Os drones podem substituir as estradas?

Enquanto isso, as primeiras entregas por drones provavelmente serão mais similares com o case da Matternet no Lesoto. É muito mais fácil operar e obter permissão legal para voar em céu aberto, além da economia ser particularmente atraente.

Como Raptopoulos da Matternet salienta, os planos de Google e Amazon ignoram a melhor característica dos drones: eles podem ir onde não existem estradas.

“Um bilhão de pessoas no mundo hoje não possuem acesso a estradas”, disse Raptopoulos a uma audiência da TED em 2013. “Não podemos enviar remédios para eles de forma confiável, eles não podem conseguir insumos essenciais e não podem comercializar seus produtos para criar uma renda sustentável “.

Para a equipe Matternet, a questão mais relevante não foi o custo por entrega.

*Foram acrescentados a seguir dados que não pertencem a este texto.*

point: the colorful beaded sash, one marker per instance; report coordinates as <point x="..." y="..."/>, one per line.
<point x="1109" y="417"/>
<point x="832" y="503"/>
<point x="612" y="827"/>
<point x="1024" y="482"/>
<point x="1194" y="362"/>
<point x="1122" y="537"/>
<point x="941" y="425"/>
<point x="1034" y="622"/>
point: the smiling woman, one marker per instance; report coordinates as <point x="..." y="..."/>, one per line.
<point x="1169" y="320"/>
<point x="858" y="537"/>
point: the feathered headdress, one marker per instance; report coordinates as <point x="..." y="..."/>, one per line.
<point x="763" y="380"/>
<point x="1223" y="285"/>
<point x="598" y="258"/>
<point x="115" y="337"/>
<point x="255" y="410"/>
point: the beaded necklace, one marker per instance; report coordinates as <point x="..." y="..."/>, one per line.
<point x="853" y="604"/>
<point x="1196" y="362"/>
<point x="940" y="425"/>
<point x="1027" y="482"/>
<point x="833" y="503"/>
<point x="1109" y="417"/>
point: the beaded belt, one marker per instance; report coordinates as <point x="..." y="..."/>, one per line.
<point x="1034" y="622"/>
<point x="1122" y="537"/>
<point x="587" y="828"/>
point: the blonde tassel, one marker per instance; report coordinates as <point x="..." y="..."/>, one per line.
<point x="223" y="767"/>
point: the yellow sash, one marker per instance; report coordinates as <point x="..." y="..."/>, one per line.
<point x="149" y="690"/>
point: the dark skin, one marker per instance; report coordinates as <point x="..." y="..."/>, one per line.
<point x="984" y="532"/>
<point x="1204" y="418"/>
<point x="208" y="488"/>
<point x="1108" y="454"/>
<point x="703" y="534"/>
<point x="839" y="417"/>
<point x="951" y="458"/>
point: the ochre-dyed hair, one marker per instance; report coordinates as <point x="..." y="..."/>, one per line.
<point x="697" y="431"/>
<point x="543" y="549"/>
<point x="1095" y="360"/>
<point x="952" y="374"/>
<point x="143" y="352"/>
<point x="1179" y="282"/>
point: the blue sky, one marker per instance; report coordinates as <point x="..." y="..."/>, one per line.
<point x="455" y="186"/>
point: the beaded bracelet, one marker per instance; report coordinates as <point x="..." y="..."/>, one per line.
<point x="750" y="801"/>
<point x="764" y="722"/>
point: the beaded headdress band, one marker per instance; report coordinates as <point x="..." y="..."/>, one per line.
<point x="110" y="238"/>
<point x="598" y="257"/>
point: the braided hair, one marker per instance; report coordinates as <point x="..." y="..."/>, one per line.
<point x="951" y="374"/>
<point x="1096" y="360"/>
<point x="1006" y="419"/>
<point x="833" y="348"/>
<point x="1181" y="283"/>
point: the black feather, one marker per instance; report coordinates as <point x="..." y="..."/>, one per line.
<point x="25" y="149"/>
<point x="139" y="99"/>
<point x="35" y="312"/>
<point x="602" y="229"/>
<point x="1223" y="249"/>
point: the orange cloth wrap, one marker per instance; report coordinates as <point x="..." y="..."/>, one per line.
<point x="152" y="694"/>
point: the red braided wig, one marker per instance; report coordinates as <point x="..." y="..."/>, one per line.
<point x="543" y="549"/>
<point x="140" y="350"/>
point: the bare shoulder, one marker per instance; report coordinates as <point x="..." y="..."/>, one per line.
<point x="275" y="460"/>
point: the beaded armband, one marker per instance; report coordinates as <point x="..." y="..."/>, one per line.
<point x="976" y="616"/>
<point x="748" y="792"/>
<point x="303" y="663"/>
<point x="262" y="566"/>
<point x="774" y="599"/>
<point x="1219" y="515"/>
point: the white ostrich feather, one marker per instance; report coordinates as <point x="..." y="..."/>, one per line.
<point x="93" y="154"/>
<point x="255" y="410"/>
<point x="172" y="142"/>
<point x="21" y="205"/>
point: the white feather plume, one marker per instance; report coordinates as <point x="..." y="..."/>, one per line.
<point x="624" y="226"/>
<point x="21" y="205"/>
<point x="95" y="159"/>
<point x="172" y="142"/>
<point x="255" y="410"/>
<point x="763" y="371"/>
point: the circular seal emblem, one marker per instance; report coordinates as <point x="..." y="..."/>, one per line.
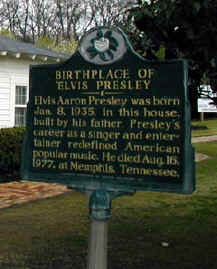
<point x="103" y="46"/>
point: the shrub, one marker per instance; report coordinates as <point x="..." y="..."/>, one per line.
<point x="11" y="140"/>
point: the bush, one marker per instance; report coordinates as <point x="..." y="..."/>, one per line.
<point x="11" y="140"/>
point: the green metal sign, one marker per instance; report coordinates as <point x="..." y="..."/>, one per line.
<point x="109" y="119"/>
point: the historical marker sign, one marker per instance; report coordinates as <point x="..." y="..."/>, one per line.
<point x="108" y="118"/>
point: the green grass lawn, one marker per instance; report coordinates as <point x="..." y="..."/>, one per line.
<point x="53" y="233"/>
<point x="211" y="127"/>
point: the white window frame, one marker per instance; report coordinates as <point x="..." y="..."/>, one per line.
<point x="18" y="81"/>
<point x="20" y="106"/>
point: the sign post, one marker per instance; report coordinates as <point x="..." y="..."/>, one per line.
<point x="107" y="122"/>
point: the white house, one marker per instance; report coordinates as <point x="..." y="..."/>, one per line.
<point x="15" y="59"/>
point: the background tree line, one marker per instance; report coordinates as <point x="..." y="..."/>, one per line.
<point x="58" y="23"/>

Eles queriam comparar o custo da rede de drones com o custo de construção das estradas que Lesotho necessitam tanto.

Comparar uma rede de drones com estradas que podem transportar ônibus e caminhões de entrega, não é uma comparação justa. Mas dado ao fato que construir e manter estradas é um processo longo e caro, os drones podem tornar-se uma maneira rápida e barata de (imperfeitamente) conectar um bilhão de pessoas sem acesso na maior parte do mundo.

Qual é o futuro dos drones?

Os drones estão em uma situação semelhante à que enfrentam os carros auto-dirigidos. As empresas remodelaram a tecnologia, então hoje, obstáculo real é o ambiente legal e regulatório. Em ambos os casos, isso significa que a integração da tecnologia na rotina diária pode demorar muito – ou pode acontecer rapidamente.

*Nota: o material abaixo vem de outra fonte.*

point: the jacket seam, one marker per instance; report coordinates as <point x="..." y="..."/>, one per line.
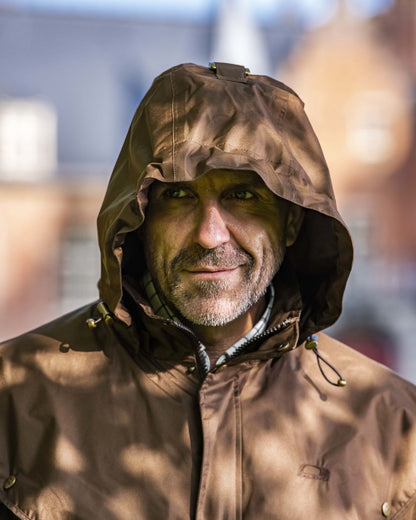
<point x="402" y="511"/>
<point x="13" y="508"/>
<point x="239" y="449"/>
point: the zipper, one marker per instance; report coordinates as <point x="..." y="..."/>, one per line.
<point x="251" y="344"/>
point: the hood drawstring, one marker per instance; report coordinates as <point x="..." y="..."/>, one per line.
<point x="312" y="344"/>
<point x="105" y="315"/>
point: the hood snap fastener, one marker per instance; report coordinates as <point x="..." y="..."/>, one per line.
<point x="386" y="509"/>
<point x="9" y="482"/>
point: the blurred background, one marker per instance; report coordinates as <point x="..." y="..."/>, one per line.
<point x="73" y="71"/>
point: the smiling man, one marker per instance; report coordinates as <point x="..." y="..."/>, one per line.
<point x="200" y="385"/>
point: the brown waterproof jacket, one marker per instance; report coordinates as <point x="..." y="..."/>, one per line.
<point x="103" y="413"/>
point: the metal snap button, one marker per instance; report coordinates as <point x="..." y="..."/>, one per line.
<point x="9" y="482"/>
<point x="386" y="509"/>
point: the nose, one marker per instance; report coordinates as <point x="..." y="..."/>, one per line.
<point x="211" y="230"/>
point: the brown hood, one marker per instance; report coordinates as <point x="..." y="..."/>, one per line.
<point x="194" y="119"/>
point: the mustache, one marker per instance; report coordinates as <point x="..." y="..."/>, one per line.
<point x="225" y="256"/>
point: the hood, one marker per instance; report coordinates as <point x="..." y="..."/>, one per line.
<point x="195" y="119"/>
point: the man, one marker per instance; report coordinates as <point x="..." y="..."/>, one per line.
<point x="187" y="391"/>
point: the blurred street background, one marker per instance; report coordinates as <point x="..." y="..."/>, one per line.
<point x="72" y="73"/>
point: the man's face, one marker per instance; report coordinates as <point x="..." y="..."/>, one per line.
<point x="214" y="244"/>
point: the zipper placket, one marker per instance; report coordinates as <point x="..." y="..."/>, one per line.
<point x="224" y="359"/>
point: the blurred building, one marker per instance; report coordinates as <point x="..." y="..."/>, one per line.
<point x="69" y="87"/>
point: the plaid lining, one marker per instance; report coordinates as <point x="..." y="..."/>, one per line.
<point x="161" y="308"/>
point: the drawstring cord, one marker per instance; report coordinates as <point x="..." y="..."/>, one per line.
<point x="312" y="344"/>
<point x="105" y="315"/>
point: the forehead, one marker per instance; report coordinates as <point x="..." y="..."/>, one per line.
<point x="219" y="180"/>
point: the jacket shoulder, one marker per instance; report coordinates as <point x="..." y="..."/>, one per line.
<point x="365" y="373"/>
<point x="53" y="351"/>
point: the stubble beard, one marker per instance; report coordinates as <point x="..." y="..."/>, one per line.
<point x="214" y="303"/>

Apesar da atual incapacidade dos drones para combinar a eficiência de um caminhão de entrega, a economia de entrega por drones parece atraente. É por isso que a Amazon e o Google estão investindo em pesquisas e desenvolvimento nesta área. O google, por exemplo, está trabalhando no Projeto Wing utilizaria um robô similar a um avião, mas decola e pousa como um helicóptero, para liberar as encomendas apenas descendo o produto por um cabo liberando assim a encomenda, sem precisar tocar o solo. E tudo isso em apenas 2 minutos.

É por esses e outros motivos que a comunidade de drones esperam que as entregas por meio da utilização de drones, ocorram de forma rápida, mesmo que não sejam na velocidade em que executivos como Bezos esperam.

Post traduzido originalmente de Flexport.